Sonically, Enemy/Lover plays like a crash course in the last decade of crossover indie and the ’80s anthems that paved its way: “Connection” opens with glowing post-punk revival synths, “Regulator” borrows the opening riff of Broken Social Scene’s “Stars And Sons.” Throughout, the group’s distortion-churned guitars-and-keys bombast lands somewhere between TV On The Radio and early U2. It’s a sturdy sound, though a generic one, but the band bets too heavily on the power of repetition: The verses are too often sloppy vehicles to get to another round of heavyweight hooks, an effective technique for the Coachella sun, but less exhilarating through headphones.

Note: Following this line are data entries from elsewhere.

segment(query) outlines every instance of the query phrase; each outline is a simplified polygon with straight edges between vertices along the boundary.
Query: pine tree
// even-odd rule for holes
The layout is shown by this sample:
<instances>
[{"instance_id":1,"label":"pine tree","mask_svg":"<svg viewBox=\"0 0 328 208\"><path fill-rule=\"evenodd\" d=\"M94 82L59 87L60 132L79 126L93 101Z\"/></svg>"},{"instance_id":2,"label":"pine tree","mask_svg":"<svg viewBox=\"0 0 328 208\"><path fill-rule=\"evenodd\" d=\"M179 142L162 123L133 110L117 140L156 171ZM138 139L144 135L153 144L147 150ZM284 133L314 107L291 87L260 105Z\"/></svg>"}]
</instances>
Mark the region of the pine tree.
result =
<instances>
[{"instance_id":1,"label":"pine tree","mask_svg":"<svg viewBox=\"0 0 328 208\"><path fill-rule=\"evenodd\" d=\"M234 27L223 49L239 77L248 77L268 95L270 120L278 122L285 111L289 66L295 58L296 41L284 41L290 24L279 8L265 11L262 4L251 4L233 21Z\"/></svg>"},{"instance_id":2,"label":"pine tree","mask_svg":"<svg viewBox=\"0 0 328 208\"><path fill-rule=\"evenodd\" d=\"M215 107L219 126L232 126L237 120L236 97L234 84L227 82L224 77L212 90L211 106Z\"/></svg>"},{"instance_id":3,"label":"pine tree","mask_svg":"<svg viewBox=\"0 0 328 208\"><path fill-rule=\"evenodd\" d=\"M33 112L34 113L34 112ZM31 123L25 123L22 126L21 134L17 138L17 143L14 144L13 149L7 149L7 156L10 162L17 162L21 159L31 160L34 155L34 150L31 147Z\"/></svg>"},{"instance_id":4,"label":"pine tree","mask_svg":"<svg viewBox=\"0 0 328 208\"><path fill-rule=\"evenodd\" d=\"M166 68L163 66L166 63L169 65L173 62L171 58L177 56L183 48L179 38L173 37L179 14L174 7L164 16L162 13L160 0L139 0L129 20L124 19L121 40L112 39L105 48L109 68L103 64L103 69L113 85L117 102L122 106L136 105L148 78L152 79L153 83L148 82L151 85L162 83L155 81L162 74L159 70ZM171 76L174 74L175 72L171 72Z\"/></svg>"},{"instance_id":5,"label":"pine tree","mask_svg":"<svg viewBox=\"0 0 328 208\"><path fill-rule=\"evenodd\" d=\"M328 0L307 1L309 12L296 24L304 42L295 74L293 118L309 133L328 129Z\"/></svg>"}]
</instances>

The subject matter doesn’t help much. In spite of the seemingly politically minded band name, Dreamers Of The Ghetto are more “Sex On Fire” than #OccupyWallStreet. On “Regulator,” Jones sizes up a romantic prospect (“I love your face / I think you’re striking”), while the keyboard horns of “Phone Call” announce the immortal line, “I want you, lover / lover, I want you.” Shakespeare they ain’t, but for those more concerned with pumping their fists next summer than parsing lyrics about orchards, Enemy/Lover is a compelling enough call to action.